No place for women in "our place"

Te Papa - "our place" - is asking pregnant or menstruating women not to attend one of its tours:

An invitation for regional museum staff to go on a behind-the-scenes tour of some of Te Papa's collections included the condition that "wahine who are either hapu [pregnant] or mate wahine [menstruating]" were unable to attend.

Te Papa spokeswoman Jane Keig said the policy was in place because of Maori beliefs surrounding the taonga Maori collection included in the tour.
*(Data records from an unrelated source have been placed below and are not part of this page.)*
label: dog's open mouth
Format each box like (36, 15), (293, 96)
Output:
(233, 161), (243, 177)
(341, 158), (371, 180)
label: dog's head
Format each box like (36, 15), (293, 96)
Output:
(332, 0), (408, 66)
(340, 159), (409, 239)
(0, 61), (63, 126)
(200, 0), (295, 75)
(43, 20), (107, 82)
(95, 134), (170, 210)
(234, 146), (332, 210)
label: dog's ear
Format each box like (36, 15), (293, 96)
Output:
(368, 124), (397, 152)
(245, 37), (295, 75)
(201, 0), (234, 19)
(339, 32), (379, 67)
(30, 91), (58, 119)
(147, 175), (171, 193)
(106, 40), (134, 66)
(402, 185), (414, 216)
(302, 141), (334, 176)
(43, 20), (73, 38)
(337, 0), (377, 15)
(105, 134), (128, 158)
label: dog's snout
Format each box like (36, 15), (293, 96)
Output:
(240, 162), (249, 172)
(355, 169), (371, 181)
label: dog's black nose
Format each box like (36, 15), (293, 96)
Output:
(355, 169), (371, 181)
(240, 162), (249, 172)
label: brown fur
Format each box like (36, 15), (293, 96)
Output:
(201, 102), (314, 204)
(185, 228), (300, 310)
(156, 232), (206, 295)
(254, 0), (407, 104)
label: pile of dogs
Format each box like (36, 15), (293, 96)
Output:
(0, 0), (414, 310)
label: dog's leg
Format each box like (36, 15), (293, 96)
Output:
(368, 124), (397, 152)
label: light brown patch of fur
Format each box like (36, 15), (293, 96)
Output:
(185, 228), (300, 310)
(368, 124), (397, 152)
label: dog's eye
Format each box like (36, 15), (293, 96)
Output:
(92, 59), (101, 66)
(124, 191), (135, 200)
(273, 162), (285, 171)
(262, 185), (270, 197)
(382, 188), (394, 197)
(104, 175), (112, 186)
It may very well be - but that doesn't mean it is acceptable - or legal. Te Papa is a public institution. It is therefore bound by section 19 of the New Zealand Bill of Rights Act not to discriminate. It is also providing public access to its exhibits. This means it is bound by the Human Rights Act, which prohibits discrimination on the basis of gender ("which includes pregnancy and childbirth"). While Te Papa may have made agreements with the donors of its exhibits, it cannot contract out of that obligation not to discriminate. Their behaviour is simply unlawful. Neither does phrasing it as a "request" get them off the hook - if a shop "respectfully" requested Maori not to enter, "for their own spiritual protection", we'd call it exactly what it was: racism. This is no different.

(As for the underlying spiritual belief - essentially that pregnant or menstruating women have cooties - I think that deserves all the contempt it gets, both on scientific and moral grounds. And no, its no excuse. The Catholics don't get exempted from human rights legislation for their homophobia and misogyny, and neither should Maori).